Se a cólera que espuma, a dor que mora

N’alma, e destrói cada ilusão que nasce,

Tudo o que punge, tudo o que devora

O coração, no rosto se estampasse;

 

Se se pudesse, o espírito que chora,

Ver através da máscara da face,

Quanta gente, talvez, que inveja agora

Nos causa, então piedade nos causasse!

 

Quanta gente que ri, talvez, consigo

Guarda um atroz, recôndito inimigo,

Como invisível chaga cancerosa!

 

Quanta gente que ri, talvez existe,

Cuja ventura única consiste

Em parecer aos outros venturosa!

CORREIA, R. In: PATRIOTA, M. Para compreender Raimundo Correia.

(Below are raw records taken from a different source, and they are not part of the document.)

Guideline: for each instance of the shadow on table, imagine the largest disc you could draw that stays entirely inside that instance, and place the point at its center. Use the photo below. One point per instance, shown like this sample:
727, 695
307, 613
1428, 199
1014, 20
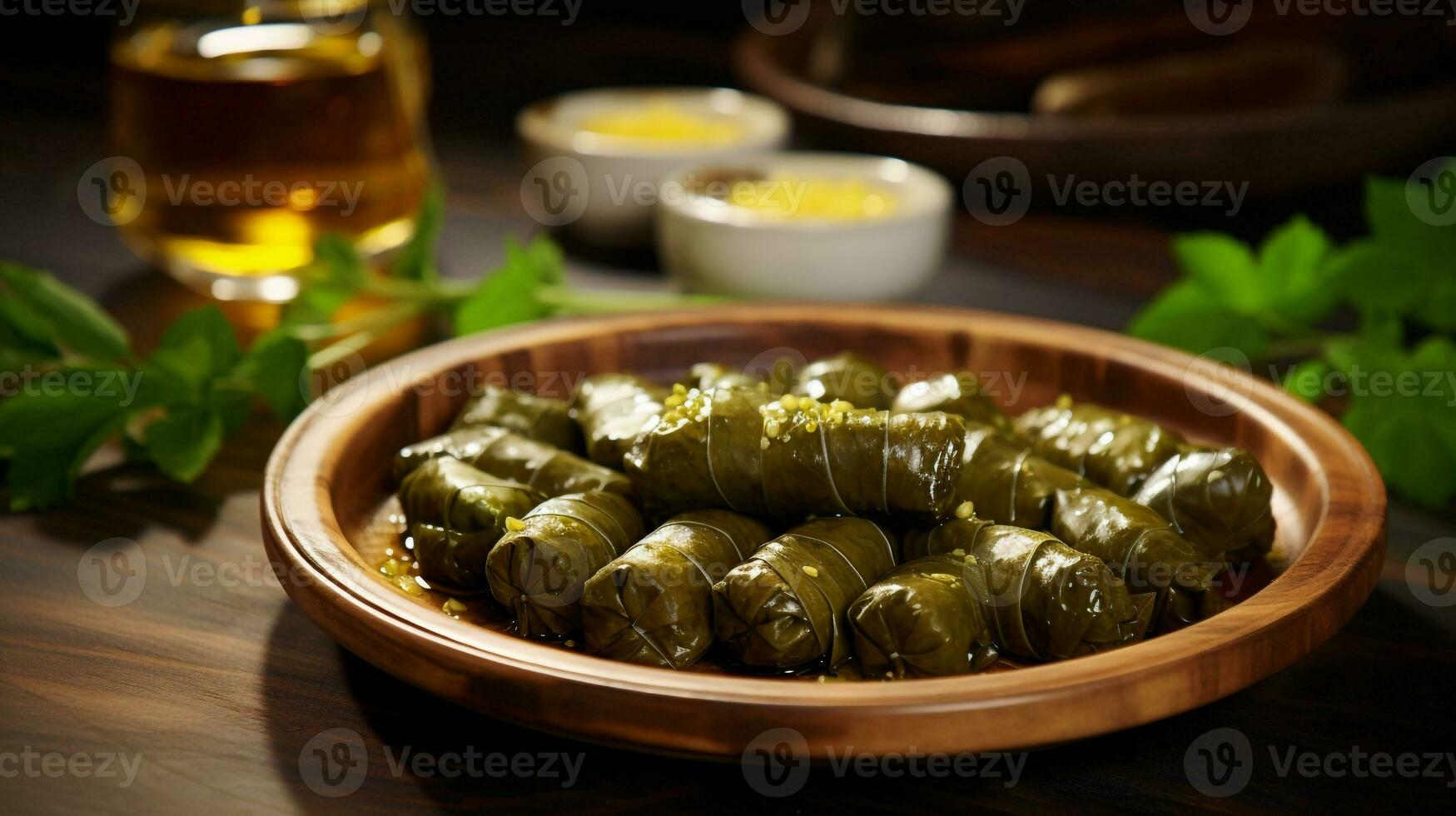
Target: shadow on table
412, 749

Brasília: Alhambra, 1995

 

Coerente com a proposta parnasiana de cuidado formal e racionalidade na condução temática, o soneto de Raimundo Correia reflete sobre a forma como as emoções do indivíduo são julgadas em sociedade.

 

Na concepção do eu lírico, esse julgamento revela que

  1. A

    a necessidade de ser socialmente aceito leva o indivíduo a agir de forma dissimulada.

    gabarito
  2. B

    o sofrimento íntimo torna-se mais ameno quando compartilhado por um grupo social.

  3. C

    a capacidade de perdoar e aceitar as diferenças neutraliza o sentimento de inveja.

  4. D

    o instinto de solidariedade conduz o indivíduo a apiedar-se do próximo.

  5. E

    a transfiguração da angústia em alegria é um artifício nocivo ao convívio social.

Resolução

O eu lírico reflete sobre como determinadas pessoas, para se sentirem aceitas em um determinado âmbito social, simulam ser aquilo que elas não são.